- Born: 5 November 1904
- Died: 16 September 1989 (aged 84)
- Occupation: Trade Unionist

= George Godfrey (journalist) =

George Fuller Godfrey CBE (5 November 1904 - 16 September 1989) was an English-born Australian journalist and trade unionist.

Godfrey was born in Battersea in London to schoolteacher Francis George Godfrey and Millie, née Fuller. He was educated at Strand School and won a mathematics scholarship to Queens' College, Cambridge, from which he received a Bachelor of Arts in 1926 (and later a Master of Arts in 1972). During the general strike in 1926, he enlisted as a special constable. In 1927, he emigrated to Australia, arriving in 1927 in Melbourne. He taught mathematics for a term at Essendon High School before being employed by The Argus in May. In 1930, he moved to Sydney to work for the afternoon broadsheet the Sun, of which he became a sub-editor (1943) and relieving editor. He married a clerk, Phyllis Berenice Alethia Carling, at St Augustine's Church of England in Neutral Bay on 21 June 1932.

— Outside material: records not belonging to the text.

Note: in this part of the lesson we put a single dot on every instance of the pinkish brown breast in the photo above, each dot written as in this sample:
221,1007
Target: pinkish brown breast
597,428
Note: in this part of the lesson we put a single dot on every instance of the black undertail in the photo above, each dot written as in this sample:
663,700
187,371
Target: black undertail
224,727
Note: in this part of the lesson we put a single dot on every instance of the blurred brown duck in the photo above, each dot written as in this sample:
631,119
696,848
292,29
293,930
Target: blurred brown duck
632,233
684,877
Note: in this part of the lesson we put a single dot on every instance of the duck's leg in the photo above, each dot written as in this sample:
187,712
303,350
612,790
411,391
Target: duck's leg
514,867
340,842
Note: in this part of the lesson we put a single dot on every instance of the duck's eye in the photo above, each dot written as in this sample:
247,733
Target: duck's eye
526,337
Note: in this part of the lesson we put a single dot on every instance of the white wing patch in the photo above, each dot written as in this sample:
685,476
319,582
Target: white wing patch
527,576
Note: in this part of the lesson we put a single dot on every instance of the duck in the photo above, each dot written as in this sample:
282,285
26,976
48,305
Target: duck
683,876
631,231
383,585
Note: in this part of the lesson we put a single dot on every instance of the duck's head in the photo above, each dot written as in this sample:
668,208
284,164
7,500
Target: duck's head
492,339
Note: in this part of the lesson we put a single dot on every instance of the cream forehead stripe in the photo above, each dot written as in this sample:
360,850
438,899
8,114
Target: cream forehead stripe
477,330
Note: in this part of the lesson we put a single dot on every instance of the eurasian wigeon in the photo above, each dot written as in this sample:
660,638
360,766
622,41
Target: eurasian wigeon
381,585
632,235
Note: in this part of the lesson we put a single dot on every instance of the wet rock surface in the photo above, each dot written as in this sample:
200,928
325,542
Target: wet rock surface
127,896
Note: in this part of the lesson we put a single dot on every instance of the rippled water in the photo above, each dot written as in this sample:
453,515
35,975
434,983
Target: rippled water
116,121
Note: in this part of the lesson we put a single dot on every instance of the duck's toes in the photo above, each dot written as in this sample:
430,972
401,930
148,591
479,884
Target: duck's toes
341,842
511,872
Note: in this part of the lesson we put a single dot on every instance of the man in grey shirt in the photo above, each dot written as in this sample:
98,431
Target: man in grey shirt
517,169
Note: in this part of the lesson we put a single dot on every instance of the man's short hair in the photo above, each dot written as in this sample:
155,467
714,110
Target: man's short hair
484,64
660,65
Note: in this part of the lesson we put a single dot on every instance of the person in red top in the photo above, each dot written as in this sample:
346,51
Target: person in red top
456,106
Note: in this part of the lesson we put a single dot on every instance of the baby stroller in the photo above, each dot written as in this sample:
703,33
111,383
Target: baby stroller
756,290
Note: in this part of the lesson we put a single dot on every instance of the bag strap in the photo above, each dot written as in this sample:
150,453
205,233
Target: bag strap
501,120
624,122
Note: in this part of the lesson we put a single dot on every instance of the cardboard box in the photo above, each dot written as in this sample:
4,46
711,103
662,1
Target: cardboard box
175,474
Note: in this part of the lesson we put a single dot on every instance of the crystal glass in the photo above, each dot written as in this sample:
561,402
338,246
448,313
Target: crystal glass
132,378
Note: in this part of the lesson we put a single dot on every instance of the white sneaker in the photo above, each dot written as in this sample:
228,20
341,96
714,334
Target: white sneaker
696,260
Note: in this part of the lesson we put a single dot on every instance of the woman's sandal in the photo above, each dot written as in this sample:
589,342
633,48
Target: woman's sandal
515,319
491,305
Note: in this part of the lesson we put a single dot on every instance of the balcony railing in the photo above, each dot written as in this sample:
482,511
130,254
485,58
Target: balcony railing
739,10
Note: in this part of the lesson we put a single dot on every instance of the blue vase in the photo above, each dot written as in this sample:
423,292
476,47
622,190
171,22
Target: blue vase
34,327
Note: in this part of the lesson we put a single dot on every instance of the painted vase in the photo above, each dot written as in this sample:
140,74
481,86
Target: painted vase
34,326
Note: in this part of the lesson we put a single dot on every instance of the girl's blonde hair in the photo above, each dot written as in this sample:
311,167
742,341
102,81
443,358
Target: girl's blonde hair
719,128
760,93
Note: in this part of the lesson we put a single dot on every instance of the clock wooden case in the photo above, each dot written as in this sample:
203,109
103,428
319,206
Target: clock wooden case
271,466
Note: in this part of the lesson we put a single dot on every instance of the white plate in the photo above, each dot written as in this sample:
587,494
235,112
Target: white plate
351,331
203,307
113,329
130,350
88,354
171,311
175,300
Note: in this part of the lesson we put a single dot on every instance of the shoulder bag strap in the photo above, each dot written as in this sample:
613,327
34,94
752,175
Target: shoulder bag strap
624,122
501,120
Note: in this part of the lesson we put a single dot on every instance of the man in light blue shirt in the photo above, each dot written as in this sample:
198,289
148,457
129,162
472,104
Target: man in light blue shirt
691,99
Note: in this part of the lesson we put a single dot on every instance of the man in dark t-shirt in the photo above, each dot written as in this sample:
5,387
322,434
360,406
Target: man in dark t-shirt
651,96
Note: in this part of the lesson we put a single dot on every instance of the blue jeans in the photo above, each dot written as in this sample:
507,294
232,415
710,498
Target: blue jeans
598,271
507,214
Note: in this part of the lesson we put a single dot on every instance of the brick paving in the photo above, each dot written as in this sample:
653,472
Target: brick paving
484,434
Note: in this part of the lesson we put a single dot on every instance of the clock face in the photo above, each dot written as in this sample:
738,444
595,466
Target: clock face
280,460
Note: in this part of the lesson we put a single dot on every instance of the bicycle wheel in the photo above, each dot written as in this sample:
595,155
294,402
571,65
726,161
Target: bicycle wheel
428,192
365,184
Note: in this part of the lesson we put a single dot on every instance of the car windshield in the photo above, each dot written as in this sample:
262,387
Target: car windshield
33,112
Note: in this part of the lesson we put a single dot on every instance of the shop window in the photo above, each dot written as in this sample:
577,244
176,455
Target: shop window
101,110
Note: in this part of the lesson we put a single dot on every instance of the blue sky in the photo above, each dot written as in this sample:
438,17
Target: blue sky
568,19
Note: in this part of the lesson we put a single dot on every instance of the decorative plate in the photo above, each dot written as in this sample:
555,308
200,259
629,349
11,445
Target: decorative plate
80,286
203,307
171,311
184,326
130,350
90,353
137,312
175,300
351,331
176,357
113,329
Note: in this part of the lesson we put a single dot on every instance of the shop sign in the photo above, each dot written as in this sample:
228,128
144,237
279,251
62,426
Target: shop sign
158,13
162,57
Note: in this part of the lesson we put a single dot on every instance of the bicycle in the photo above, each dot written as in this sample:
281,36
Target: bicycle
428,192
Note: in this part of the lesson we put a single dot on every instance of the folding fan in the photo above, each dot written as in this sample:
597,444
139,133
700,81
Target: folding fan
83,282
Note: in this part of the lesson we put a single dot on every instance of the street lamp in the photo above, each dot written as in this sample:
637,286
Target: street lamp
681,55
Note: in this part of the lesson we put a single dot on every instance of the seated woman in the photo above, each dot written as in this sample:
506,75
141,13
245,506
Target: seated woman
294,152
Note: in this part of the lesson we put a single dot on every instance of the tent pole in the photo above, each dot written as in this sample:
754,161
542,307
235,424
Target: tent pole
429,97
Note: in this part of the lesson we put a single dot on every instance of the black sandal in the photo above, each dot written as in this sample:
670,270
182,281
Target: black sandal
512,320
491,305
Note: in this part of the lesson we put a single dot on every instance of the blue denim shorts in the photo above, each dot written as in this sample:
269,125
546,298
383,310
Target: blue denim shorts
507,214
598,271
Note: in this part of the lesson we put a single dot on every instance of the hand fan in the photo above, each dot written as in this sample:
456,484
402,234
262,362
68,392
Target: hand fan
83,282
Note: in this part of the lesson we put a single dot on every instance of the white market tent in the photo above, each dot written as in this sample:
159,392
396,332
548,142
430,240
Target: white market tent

In 1927, Godfrey joined the Australian Journalists' Association (AJA); he was elected to the state committee in 1934 and 1940, and was state president from 1941 to 1953 during which time he federally implemented a code of ethics. He was awarded the gold honour badge in 1944. Godfrey was elected federal president of the AJA in 1963, serving until 1974. He was a long-term campaigner for the Australian Press Council, which was finally established in 1976.

Godfrey was also a prominent figure in the Australian Labor Party; he became president in 1944 of the Mosman branch in one of Sydney's least Labor-friendly areas. He edited the Labor Digest from 1945 to 1946, was elected a party conference delegate in 1946 and was on the state executive from 1959 to 1971. Godfrey was also a member of the Fabian Society. In 1955, he came to the rescue of federal leader Bert Evatt by providing him with membership of the Mosman branch after Evatt's leadership was not renewed.

Godfrey wrote a column for the A.L.P. News in the early 1960s. He published a series of articles on democratic socialism for the A.L.P. Journal from 1960 to 1968. An anti-censorship campaigner, Godfrey had rallied against the imprisonment of Robert Close for obscene libel in 1948, opposed Robert Menzies' attempt to dissolve the Communist Party in 1950, and objected to the barring of Russian journalist Vadim Nekrasov in 1963.

In the later years of his federal presidency, Godfrey opposed the more militant unionists who opposed the close relationship between the union and media proprietors. He retired from the Sun in 1971 and worked for the North Shore Times from 1976 to 1986. Appointed Commander of the Order of the British Empire in 1972, Godfrey was also a Freemason. He died at Mosman in 1989 and was cremated.